Basé à Denver dans le Colorado, Palantir intègre, agrège et traite des données non structurées telles que des images satellitaires et de radars à synthèse d'ouverture, des images thermiques, des feeds de réseaux sociaux, des vidéos, puis «superpose» l'information traitée à des cartes numériques du champ de bataille, avant de faire des recommandations de cibles qui sont remontées à l'opérateur. Dans un échange avec le journaliste David Ignatius, Alex Karp renchérit: «La puissance des logiciels militaires algorithmiques est maintenant si grande qu'on pourrait la comparer à la possession d'armes nucléaires tactiques face à un adversaire disposant seulement d'armes conventionnelles.»

Aucun doute, nous sommes entrés dans une ère nouvelle, ce que les Américains appellent «algorithmic warfare». Une ère qui place la technologie au cœur de l'écosystème de la guerre de haute intensité. Pour la France, puissance moyenne avec des ambitions globales, il s'agit au plus vite de rattraper le retard.

 

Le grand bond en avant de la loi de programmation militaire

Dans un contexte lourd d'accélération des dépenses militaires partout dans le monde, la loi de programmation militaire (LPM) 2024-2030 prévoit d'allouer 413 milliards d'euros à la «transformation des armées», dont 10 milliards à l'innovation de la défense, répartis entre quatre niveaux principaux.

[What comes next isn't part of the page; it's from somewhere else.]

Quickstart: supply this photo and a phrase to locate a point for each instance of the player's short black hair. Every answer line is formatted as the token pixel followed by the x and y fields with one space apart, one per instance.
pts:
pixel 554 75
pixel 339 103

D'abord, le spatial: création d'un centre de commandement C4 (computerized command, control, communications) des opérations spatiales développé dans le cadre du programme «Action et résilience spatiales» (ARES), la programmation des satellites patrouilleurs-guetteurs, de lasers en orbite et de la conduite d'opérations spatiales militaires. Ensuite, l'exploitation des technologies de robotique sous-marine jusqu'à 6.000 mètres (drones sous-marins, robots, lutte antimines marines). Puis, un gros coup d'accélérateur en matière de cyberdéfense, autant en cybersécurité qu'en action numérique, et enfin, investissement renforcé dans le champ informationnel.